Needless to say, Moat does not charge their clients who have enrolled for investor advisory, even post the entry load ban considering that no client should be deprived from a genuine financial plan, due to fees charged.
Moat has conducted more than 100 training sessions in the areas of personal finance and investments under the name ‘Discovering Financial Freedom’ at Havells India ltd, DHL logistics Pvt. Ltd, Tata institute of Social Science (T.I.S.S), Godrej & Boyce Ltd, ONGC and various B-schools and colleges in the country.
Image: Top left Abhishek Gupta and next to him on right is Subhash Chawan
conducting a retirement planning session for senior leaders at ONGC
Though they have a wide range of products to offer, from insurance, alternate investments to commodities, their major thrust is on SIPs and single goal based plans. Most of their SIPs are perpetual.
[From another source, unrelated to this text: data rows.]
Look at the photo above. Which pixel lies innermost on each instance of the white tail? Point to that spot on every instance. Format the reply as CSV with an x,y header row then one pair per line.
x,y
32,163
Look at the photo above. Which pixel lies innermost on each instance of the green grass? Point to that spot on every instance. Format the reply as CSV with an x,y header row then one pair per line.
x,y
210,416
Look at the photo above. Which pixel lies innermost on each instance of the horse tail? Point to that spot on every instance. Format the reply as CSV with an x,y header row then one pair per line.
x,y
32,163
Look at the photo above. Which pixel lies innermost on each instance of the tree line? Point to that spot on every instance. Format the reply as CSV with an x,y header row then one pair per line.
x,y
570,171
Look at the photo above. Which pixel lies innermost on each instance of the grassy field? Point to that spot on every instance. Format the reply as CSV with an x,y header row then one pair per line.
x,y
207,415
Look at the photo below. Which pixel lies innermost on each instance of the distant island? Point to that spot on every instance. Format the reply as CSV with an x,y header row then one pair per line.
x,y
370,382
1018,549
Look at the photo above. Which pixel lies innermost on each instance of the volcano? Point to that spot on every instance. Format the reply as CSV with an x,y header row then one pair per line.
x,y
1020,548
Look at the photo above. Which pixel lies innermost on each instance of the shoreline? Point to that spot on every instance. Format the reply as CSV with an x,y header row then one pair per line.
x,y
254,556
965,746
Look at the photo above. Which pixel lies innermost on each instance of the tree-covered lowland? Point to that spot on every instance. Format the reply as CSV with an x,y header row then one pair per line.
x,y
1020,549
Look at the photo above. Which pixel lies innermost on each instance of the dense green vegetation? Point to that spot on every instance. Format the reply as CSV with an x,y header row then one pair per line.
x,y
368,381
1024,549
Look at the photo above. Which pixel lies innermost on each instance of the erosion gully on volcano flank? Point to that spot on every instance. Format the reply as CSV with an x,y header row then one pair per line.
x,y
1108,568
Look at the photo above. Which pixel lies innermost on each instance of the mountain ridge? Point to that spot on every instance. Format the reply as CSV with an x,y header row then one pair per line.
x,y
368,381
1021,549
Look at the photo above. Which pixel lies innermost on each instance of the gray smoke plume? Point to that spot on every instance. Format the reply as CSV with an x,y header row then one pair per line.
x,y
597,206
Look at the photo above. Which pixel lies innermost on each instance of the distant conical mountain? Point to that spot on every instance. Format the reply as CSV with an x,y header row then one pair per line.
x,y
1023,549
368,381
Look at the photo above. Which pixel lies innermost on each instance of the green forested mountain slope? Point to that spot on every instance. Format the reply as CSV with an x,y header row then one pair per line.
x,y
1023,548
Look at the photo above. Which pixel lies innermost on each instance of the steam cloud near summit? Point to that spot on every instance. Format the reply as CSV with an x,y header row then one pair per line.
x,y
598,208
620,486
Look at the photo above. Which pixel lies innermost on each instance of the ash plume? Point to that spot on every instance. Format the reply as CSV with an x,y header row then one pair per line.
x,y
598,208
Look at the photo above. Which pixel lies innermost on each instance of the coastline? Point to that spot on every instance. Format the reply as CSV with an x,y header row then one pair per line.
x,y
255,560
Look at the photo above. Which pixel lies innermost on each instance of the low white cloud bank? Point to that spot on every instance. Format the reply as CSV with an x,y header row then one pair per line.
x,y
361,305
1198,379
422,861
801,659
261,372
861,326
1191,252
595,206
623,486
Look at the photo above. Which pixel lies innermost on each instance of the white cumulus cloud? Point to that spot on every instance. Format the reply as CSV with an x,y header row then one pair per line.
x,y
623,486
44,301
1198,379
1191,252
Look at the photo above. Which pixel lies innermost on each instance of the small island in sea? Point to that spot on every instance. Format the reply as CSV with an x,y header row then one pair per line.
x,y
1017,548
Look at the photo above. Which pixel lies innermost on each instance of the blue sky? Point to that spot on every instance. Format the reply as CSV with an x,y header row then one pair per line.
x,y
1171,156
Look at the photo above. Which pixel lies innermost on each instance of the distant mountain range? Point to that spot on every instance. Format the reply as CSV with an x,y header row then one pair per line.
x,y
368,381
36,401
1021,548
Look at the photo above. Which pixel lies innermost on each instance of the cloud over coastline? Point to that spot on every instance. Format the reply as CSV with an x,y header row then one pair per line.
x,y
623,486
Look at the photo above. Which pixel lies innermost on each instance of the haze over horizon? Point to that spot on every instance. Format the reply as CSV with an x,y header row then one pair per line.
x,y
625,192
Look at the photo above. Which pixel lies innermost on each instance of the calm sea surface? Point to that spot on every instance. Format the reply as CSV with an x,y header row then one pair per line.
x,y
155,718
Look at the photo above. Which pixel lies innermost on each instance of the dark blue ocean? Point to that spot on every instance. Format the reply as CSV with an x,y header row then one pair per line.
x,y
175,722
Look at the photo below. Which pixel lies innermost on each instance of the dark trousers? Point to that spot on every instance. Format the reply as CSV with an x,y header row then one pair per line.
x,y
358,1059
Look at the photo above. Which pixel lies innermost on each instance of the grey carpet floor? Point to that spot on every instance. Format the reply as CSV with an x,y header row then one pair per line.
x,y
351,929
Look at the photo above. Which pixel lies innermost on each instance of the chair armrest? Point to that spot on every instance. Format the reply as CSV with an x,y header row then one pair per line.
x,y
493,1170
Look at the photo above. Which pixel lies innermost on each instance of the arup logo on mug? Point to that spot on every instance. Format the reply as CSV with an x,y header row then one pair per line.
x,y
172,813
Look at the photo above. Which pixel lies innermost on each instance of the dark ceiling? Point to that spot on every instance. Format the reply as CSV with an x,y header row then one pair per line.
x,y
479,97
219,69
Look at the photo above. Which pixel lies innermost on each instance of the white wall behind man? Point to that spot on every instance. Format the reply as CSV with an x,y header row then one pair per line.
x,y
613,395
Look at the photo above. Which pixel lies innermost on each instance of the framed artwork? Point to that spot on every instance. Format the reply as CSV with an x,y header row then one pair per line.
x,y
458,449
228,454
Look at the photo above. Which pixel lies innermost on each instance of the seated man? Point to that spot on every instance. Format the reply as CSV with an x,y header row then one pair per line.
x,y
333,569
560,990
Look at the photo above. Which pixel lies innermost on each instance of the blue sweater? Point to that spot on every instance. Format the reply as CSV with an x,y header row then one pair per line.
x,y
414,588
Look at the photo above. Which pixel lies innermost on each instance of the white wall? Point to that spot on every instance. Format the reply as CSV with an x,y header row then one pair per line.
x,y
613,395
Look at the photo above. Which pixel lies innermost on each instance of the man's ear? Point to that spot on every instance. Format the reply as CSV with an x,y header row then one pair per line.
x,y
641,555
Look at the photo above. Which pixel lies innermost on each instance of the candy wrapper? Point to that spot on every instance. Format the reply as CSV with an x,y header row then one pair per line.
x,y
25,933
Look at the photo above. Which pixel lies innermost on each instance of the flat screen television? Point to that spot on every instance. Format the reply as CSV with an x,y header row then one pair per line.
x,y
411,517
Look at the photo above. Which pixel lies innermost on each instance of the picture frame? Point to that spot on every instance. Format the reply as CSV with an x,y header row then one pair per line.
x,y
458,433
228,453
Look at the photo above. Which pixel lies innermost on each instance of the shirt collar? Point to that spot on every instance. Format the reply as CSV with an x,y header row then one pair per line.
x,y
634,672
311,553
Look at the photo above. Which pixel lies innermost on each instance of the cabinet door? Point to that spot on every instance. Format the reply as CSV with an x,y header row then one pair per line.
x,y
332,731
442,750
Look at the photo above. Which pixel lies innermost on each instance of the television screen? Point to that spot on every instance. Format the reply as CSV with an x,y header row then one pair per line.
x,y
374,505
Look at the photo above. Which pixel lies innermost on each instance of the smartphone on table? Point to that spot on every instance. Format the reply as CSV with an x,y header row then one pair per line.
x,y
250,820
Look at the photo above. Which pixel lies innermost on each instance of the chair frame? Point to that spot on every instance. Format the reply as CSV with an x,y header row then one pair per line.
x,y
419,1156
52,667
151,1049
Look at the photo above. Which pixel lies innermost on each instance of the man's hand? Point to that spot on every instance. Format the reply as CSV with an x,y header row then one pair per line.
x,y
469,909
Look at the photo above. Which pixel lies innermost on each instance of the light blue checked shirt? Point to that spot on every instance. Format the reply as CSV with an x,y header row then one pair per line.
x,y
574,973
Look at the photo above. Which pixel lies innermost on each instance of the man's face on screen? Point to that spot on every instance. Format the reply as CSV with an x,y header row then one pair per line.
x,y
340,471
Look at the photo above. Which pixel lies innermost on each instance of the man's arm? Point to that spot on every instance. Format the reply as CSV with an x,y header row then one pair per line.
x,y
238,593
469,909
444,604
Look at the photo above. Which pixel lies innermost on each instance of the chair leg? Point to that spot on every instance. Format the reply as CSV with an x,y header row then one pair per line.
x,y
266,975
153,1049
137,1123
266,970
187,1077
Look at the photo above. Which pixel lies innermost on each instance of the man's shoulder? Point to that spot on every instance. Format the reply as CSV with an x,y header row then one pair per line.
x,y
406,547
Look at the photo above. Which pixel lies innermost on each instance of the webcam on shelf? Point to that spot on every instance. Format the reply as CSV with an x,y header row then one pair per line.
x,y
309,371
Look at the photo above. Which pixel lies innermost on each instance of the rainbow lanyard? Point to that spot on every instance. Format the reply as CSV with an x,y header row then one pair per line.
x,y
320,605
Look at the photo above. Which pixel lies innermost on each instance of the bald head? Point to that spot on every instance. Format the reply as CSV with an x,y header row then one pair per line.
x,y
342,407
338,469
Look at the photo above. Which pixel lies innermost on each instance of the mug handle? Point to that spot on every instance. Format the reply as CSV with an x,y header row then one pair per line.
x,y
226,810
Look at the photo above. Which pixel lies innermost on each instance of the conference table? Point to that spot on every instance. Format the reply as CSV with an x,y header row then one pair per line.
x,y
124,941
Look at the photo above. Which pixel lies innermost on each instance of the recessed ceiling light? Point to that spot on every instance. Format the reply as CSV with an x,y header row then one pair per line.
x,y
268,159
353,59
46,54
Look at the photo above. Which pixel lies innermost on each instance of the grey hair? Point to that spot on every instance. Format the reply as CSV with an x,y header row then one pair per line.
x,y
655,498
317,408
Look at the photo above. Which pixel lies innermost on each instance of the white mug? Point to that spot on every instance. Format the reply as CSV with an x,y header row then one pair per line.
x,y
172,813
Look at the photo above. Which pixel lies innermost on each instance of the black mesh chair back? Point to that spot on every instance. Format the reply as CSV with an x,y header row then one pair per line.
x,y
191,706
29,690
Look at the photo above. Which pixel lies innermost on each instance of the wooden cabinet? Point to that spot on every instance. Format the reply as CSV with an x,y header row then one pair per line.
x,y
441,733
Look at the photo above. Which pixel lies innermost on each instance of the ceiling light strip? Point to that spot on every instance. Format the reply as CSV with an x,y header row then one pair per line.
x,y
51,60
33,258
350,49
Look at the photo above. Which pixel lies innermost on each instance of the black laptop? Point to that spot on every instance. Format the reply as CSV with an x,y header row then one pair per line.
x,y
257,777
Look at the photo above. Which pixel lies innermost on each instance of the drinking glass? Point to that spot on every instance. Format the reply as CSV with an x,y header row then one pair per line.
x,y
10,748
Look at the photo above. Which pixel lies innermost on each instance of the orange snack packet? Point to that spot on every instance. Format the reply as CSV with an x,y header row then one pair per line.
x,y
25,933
Against the industry average ticket size of each SIP Rs. 1500, they claim to have an average ticket size of each SIP of Rs. 7200.
Moat has refrained from tying up with any single insurer so that their advice remains fair and unbiased. Unlike a broker they can offer holistic solutions from a host of mutual funds, insurance companies, portfolio management service providers, companies providing extraordinary FD rates. This definitely gives them an edge, offering a comprehensive plan with wider choice of financial products.
From here on, their aim is to scale up business to RS 500 crores by 2020 through word of mouth, awareness sessions and online marketing activities like social media and internet marketing. They want to reach out to a larger audience but do not want to compromise their values and systems.
Advise for young entrepreneurs
- Is entrepreneurship an inborn trait or can it be developed by anyone?
Entrepreneurship is a state of mind. An entrepreneur takes risk and builds a business Idea into a cash generating business. If a person has an intent towards starting up on their own, it can be developed. The confidence in the business plan and future of the business makes him an entrepreneur. Its an in-born trait which needs to be developed with the help of a good network.
- What makes entrepreneurs give up and go back to jobs?
Bad financial management is where most entrepreneurs fail. Entrepreneurs are optimistic about sales but forget to focus on expenses, which becomes a problem. Working capital management becomes tough when there is less revenue in the 1st year. Also over confidence on the success of the product or service can be an issue in the long run. The sales projections should be modest considering the challenging market.